Once upon a time, I used to be a high school science teacher, however, I no longer work as one. However, I married a high school science teacher who has been using differentiating instruction in his junior and senior science classes. He didn't start out that way. In his initial years of teaching, he would teach all the students in a class with the same approach and expectations. For example, if he posted notes on the overhead projector, it was expected that all students would copy down the material exactly as they appeared on the screen. If he gave out a worksheet, it was expected that every student in that class would complete it. If he gave a project that required a model to be built to explain conceptual knowledge, every student was required to submit his/her own little work of art.
However, there were always some students who weren't motivated to complete the work assigned to them, and they were not always necessarily the same students, depending on the instructional method that had been used. In other words, there were students, who thrived with a lecture/note taking/worksheet approach, who bombed when they were presented with building models of cells. There were also students who mentally checked out when they were supposed to be copying the notes from the overhead screen, but who submitted beautifully detailed models of an atom or a plant cell, created with materials that many wouldn't have considered using.
After getting to a point in his teaching where he felt comfortable enough to do so, he started using differentiating instruction in order to capture the interest of as many students as he could. In a lay person's words, he started offering choices to his students with respect to how they could learn and show what they knew. For example, in the note taking situation, students had a choice of copying directly from the screen, or they had to follow along using worksheets that had most of the notes typed on them, but with key words/ideas missing that needed to be filled in. Sometimes, for assessment, students had a choice to either submit in paperwork, or if they had an aversion to that, they would be required to answer the questions orally in an interview. These choices may seem too simple, or even ridiculous to some people, but there were enough takers for every choice provided to consider them as legitimate options.
So, when the Goodreads Giveaway Program listed Differentiating Instruction With Menus - Science, by Laurie Westphal, I signed up for a chance to win the book, and I did. The book has a focus for teachers of grades 3 - 5 science, but I figure that if I ever return to teaching high school science, the principles behind using the methods described in this book would be useful to know. Apparently, this book is part of a series which also covers differentiating instruction with menus for math, language arts, and social studies for the elementary school level. There also appears to be a couple books in the series that also tackles differentiating instruction with menus for grades 9-12 in the areas of algebra and biology.
The book is divided into two major sections: the first part takes up about a third of the book and covers a general discussion and explanation about what menus are. The author discusses at least five of them. For example, one is a list menu which has predetermined choices, each with its own point value. Students can choose any number of options which have different weights and different expectations for completion time. The point total should equal to 100% and students can choose how they wish to achieve that total. The book also provides suggestions on how to use menus (for example, in mini-lessons). Also provided in this section are guidelines for using the menus and rubrics for assessment.
The second part, which makes up the remaining two-thirds of the book, contains actual menus for specific lessons under the categories of Physical Science, Biological Science, Earth Science, and Scientists and the Tools They Use.

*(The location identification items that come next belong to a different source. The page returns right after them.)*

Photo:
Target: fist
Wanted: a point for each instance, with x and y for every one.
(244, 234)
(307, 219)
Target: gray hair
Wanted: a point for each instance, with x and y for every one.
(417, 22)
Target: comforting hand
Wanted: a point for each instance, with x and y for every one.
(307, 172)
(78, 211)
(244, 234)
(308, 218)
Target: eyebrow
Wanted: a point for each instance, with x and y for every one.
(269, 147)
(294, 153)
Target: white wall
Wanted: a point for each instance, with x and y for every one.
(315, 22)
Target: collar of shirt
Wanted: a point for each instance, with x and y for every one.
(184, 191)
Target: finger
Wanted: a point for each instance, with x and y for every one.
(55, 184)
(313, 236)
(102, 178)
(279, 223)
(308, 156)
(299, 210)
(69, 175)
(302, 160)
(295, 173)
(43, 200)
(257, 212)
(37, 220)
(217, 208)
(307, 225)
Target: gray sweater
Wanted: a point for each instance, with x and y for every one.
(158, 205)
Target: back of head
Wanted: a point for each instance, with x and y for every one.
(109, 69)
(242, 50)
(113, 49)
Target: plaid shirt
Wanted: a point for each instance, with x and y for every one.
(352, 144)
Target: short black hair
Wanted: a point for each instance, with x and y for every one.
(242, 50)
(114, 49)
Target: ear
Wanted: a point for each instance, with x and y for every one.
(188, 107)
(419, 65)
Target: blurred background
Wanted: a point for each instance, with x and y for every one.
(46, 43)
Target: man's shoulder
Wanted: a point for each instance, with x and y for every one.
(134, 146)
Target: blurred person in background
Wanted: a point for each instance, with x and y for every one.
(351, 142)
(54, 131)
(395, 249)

For each of these menus, there are introduction pages for the teacher, the content menu, and supporting activities for the section. There 8 sample lessons for the Physical Science section, 6 for the Biological section, 12 for the Earth Science section, and 3 for the Scientists and the Tools They Use section.
Because I have previously taught material that is presented in some of the menus provided for in the Physical Sciences section, I took a closer look at those particular lessons. For a couple of those lessons, I could have directly lifted them straight out of this book and used them in my classroom without making any alterations or modifications, even at a junior science level. However, there were lessons that I would have had to make changes for because they weren't a suitable fit content-wise or activity-wise.
In my opinion, the most valuable part of the book was the first third of the book, which provided the descriptions and explanations on how to use the menus, and especially the list of the products (Table 3.1 which lists activities that could be used in conjunction with the menus, such as an poster, model, making a commercial, etc.), and the guidelines detailing the requirements for the product. For example, product guidelines for a model may include the following requirements:
-the physical dimensions
-all parts labeled
-in a suitable scale
-title, information card
-name (because, yes, students have been known to not write their names down on work that they spent hours on!)
Again, because I taught at the high school level, the list of guidelines would need to be adapted and expanded for my class. However, it is nice to have a jumping point to start off from, and the author has provided project guidelines for at least 56 activities/products that could be selected for differentiating instruction.
I remember receiving a 3-4 page handout at teacher college listing Bloom's taxonomy and a list of about activities that could help promote learning. This book has a list of activities, possible guidelines/requirements for those activities, a couple of rubrics, and an example of a $1 contract form (to equalize that amount spent on these activities). Even if not all 29 sample lessons are directly usable, they could be adapted or used as models to construct lessons for use in the classroom.
Disclaimer: I received a copy of "Differentiating Instruction With Menus - Science" by Laurie Westphal for free from the Goodreads Giveaway program. All opinions stated in this review are mine.